The Goods and Services Tax (GST) has replaced the multiple taxes that were being levied by the central and state governments. GST also subsumes all the indirect taxes, including central excise duty, commercial tax, octroi tax/charges, Value-Added Tax (VAT) and service tax.

Here’s everything you need to know about GST before purchasing a home:

1. GST came into effect on 1st July 2017 under the GST regime, as per which all the under-construction properties will be charged GST at the rate of 12%. This excludes stamp duty and registration charges, which homebuyers will continue paying for.

2. GST is being levied on under construction properties and on under construction units in unfinished projects. If a person has bought a property after the GST implementation date i.e. 1st July 2017, and the property has already received the completion/occupancy certificate, then the sale price will not attract GST.

3. Before the implementation of GST, home buyers were charged the following taxes: - a. Service Tax b. State Value Added Tax c. Registration Charges d. Stamp Duty on the sale price The service tax and VAT together accounted somewhere between 3.75 per cent and 4.5 per cent. This depended on the state where the property was located. GST, which is being levied at 12 per cent, will only replace the service tax and VAT. As a buyer, you would still need pay the same amount for registration charges and stamp duty unless the states decide on rate change in them.

4. While this may imply that under construction properties have become more expensive as the tax rate has increased from 4 per cent (old tax regime) to 12 per cent (GST), but that is not the case. The anti-profiteering clause in the GST regime ensures that any benefit derived by the builder after taking the input tax credit has to be passed on to the consumers. The real estate developer can avail tax input credit on construction and services. This would be about 15-20 per cent of the total cost of construction. This would allow the builder to reduce the sales price of the property and effectively lower the GST that a homebuyer pays.

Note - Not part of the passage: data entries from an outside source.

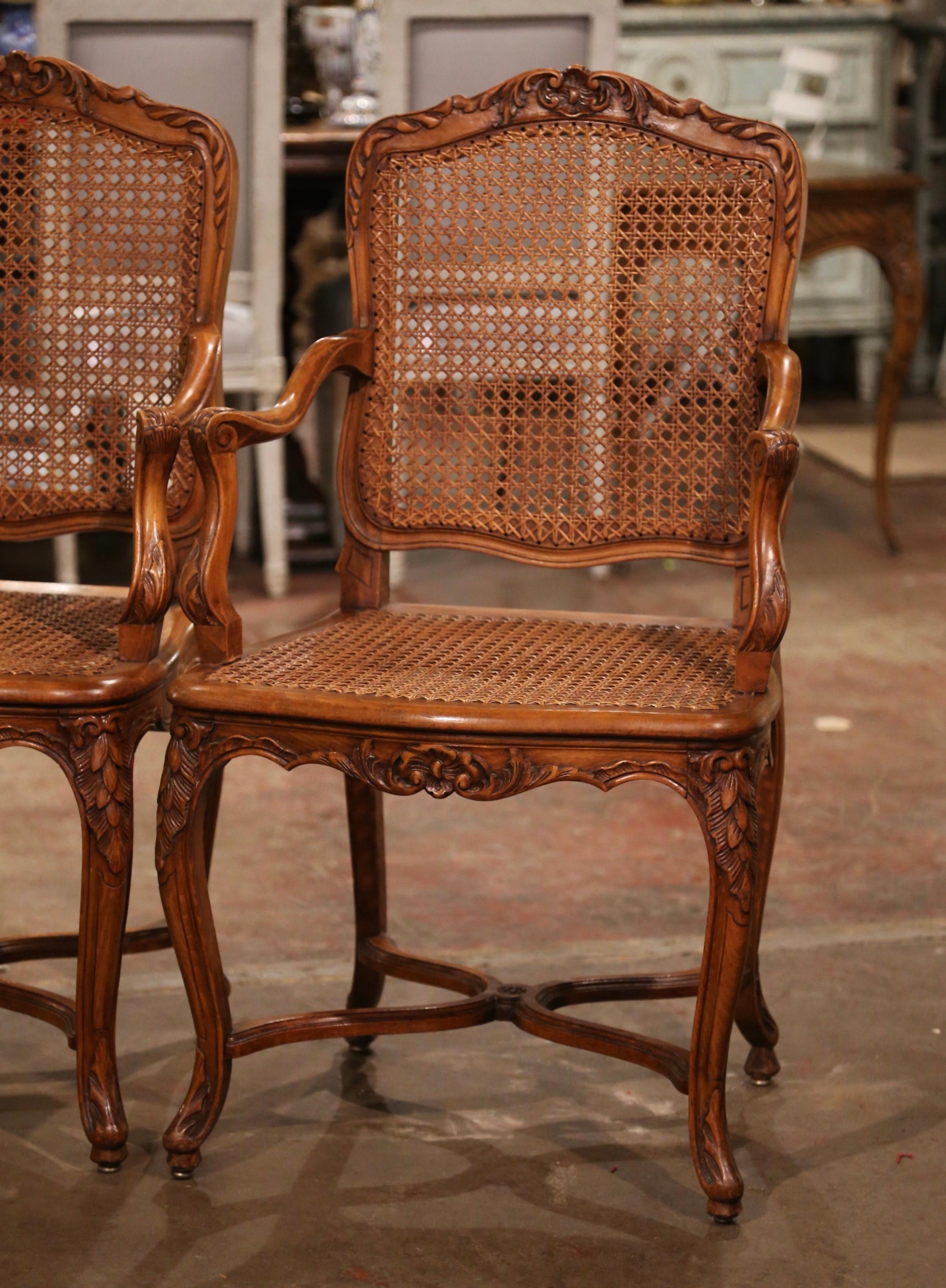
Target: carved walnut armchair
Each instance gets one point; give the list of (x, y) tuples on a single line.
[(115, 243), (572, 295)]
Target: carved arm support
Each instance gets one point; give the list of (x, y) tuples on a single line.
[(773, 454), (217, 434), (156, 447)]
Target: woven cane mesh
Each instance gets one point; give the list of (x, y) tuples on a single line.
[(516, 661), (568, 315), (100, 243), (59, 634)]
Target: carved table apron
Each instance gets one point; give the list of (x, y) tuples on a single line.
[(876, 212)]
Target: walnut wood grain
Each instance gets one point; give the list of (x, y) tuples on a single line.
[(91, 718), (411, 736)]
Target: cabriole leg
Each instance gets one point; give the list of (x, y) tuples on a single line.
[(102, 751), (185, 809), (724, 789), (367, 840), (754, 1017)]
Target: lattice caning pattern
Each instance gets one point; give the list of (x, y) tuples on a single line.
[(568, 315), (59, 634), (100, 244), (516, 661)]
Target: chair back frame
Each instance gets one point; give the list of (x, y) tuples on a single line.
[(545, 96), (52, 84)]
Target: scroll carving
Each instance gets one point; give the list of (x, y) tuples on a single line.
[(433, 768), (577, 92), (774, 460), (152, 583)]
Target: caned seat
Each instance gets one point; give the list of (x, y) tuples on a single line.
[(55, 639), (572, 297), (116, 227), (414, 665)]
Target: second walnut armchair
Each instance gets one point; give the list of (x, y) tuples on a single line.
[(572, 295)]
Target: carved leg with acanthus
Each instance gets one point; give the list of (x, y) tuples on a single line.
[(367, 840), (188, 794), (754, 1017), (101, 751), (724, 790)]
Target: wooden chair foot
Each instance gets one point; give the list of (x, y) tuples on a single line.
[(762, 1066), (108, 1160), (183, 1166), (723, 1213)]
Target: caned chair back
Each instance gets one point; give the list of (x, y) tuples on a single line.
[(569, 277), (115, 240)]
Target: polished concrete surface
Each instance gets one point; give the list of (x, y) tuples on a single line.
[(487, 1157)]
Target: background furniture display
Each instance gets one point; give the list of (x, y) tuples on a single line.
[(432, 51), (928, 161), (117, 236), (560, 401), (227, 57), (878, 213), (730, 56)]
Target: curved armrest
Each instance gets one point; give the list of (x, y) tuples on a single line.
[(228, 431), (773, 454), (156, 447), (217, 434)]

5. This will not necessarily translate into lower sales price on all under construction properties. This is because the real estate developers can only avail the input tax credit against the cost of construction, which largely ranges between Rs. 1,200 and Rs. 2,000 per square feet for most projects. There are cases where the cost of construction goes beyond this range. Also, there is no input credit available for the cost of land. With the implementation of GST, the customers are the real winners as they now have to pay only one final tax on the whole property instead of different taxes that were being levied earlier. As for the real estate sector, the GST regime will definitely help the sector amass transparency as well as credibility in the long run.